The sad sight of all those discarded Christmas trees headed for the landfill every January is making some shoppers choose to rent a tree instead.

    "Well, it's just better for the environment," said 13-year-old Greta Schmitz-Evans at a market in northeast London, where she and her father were collecting their first rental tree.

    Online store Christmas on the Hill, which specialises in selling sustainable trees and wreaths, offers re-usable rental trees sourced from a farm in Gloucestershire which are grown and live in pots, said owner Clare Slater.

Edgar Schmitz and his daughter Greta carry their rented Christmas tree away from Christmas on The Hill in London, Britain, December 12, 2020. REUTERS/Peter Nicholls

"They come in this pot and you take it into your home and you look after it for three, three and a half weeks ... And then we take it back to the farm and they stay in the pots the whole time and the farm look after them ... and then you can have the same tree again the next year," she said.

    Once back at the farm, the Norway spruce trees are lowered in their pots into the ground to keep them cool and close to their natural environment.

Brits send around 7 million discarded Christmas trees to landfill every year, according to the shop's website.

Workers from Christmas on The Hill wrap a re-usable rental Christmas tree for a customer, in London, Britain, December 12, 2020. REUTERS/Peter Nicholls

    "It just seemed to tick all the boxes for me, I think it's the way forward," said Pinny Crane, who was out collecting her tree with her nine-year-old daughter Iris.

   The cost of a rental tree was about the same as a cut tree, Slater said, with a 7-foot (2.1-metre) tree coming in at around 76 pounds ($100).

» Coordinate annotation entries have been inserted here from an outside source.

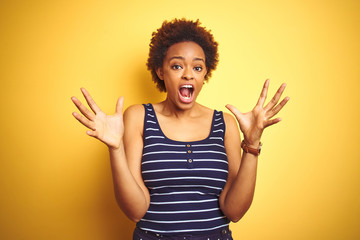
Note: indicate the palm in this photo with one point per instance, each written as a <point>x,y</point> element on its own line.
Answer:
<point>107,128</point>
<point>253,123</point>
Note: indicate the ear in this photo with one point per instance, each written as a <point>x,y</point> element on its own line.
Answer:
<point>160,73</point>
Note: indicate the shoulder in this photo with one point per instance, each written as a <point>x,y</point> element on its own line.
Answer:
<point>134,111</point>
<point>134,116</point>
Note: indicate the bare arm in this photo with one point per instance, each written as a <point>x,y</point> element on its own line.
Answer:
<point>238,193</point>
<point>118,133</point>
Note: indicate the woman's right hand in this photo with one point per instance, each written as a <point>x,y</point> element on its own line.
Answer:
<point>107,128</point>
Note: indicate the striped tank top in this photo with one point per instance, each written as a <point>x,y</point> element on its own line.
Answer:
<point>184,179</point>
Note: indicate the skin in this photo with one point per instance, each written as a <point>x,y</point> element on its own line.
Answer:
<point>184,63</point>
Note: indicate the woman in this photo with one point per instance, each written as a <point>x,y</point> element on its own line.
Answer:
<point>177,166</point>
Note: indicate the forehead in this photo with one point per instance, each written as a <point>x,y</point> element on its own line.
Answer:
<point>185,49</point>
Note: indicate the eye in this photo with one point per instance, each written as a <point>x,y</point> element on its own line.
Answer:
<point>198,69</point>
<point>176,67</point>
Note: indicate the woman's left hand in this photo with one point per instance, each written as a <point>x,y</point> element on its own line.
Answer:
<point>253,123</point>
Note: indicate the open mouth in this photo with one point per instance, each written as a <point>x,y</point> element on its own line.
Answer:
<point>186,93</point>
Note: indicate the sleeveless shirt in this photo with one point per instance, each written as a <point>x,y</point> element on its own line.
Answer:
<point>184,179</point>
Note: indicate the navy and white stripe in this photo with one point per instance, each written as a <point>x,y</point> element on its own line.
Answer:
<point>184,179</point>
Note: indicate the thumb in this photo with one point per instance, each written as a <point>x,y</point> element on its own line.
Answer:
<point>119,105</point>
<point>234,111</point>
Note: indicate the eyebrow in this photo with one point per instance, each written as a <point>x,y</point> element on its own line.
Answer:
<point>182,58</point>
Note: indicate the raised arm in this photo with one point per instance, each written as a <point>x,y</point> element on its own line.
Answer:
<point>123,136</point>
<point>238,193</point>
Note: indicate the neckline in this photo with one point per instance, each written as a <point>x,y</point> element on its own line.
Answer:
<point>196,141</point>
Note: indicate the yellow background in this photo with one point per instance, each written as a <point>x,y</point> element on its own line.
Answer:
<point>55,181</point>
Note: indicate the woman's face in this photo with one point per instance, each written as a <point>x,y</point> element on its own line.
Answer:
<point>183,72</point>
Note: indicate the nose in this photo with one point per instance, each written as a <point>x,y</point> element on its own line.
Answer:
<point>187,74</point>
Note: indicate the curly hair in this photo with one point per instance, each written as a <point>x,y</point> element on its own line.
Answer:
<point>180,30</point>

"Logistically, we've got to get them from the farm and back to the farm and they've got to be looked after year as well. So unfortunately, they're not any cheaper than a cut tree," Slater said.

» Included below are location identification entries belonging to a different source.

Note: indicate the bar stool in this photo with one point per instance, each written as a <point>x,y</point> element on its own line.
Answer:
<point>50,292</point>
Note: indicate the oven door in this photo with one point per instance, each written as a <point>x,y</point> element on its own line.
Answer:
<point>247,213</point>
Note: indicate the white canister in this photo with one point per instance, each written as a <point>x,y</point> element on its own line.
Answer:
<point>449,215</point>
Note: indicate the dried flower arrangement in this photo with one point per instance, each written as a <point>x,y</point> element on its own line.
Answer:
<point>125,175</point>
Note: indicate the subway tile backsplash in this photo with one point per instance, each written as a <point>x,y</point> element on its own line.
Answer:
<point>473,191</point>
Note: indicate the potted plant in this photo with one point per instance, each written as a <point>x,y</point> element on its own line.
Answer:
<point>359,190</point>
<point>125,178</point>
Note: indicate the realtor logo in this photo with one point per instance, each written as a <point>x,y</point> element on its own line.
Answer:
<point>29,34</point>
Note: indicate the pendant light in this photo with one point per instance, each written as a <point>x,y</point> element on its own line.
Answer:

Customers of Christmas on The Hill carry their rented Christmas tree in London, Britain, December 12, 2020. REUTERS/Peter Nicholls

Norway spruce trees grow about a foot (30 cm) each year and they can happily live in a pot for about seven years before their roots are too big and they have to be retired from the rental game and planted in the ground. 

    When kept in a home, Slater said they need a pint of water every day and have to be kept away from radiators or fires.

    Happy customers Pinny and Iris named their tree "Geoffrey" and decorated him the same day.

A label informing the renter that a Christmas tree is seven years old is seen on a tree at Christmas on The Hill in London, Britain, December 12, 2020. REUTERS/Peter Nicholls

    "I think it's a lot better than having a dead Christmas tree or a plastic one," Iris said in a video they filmed at home.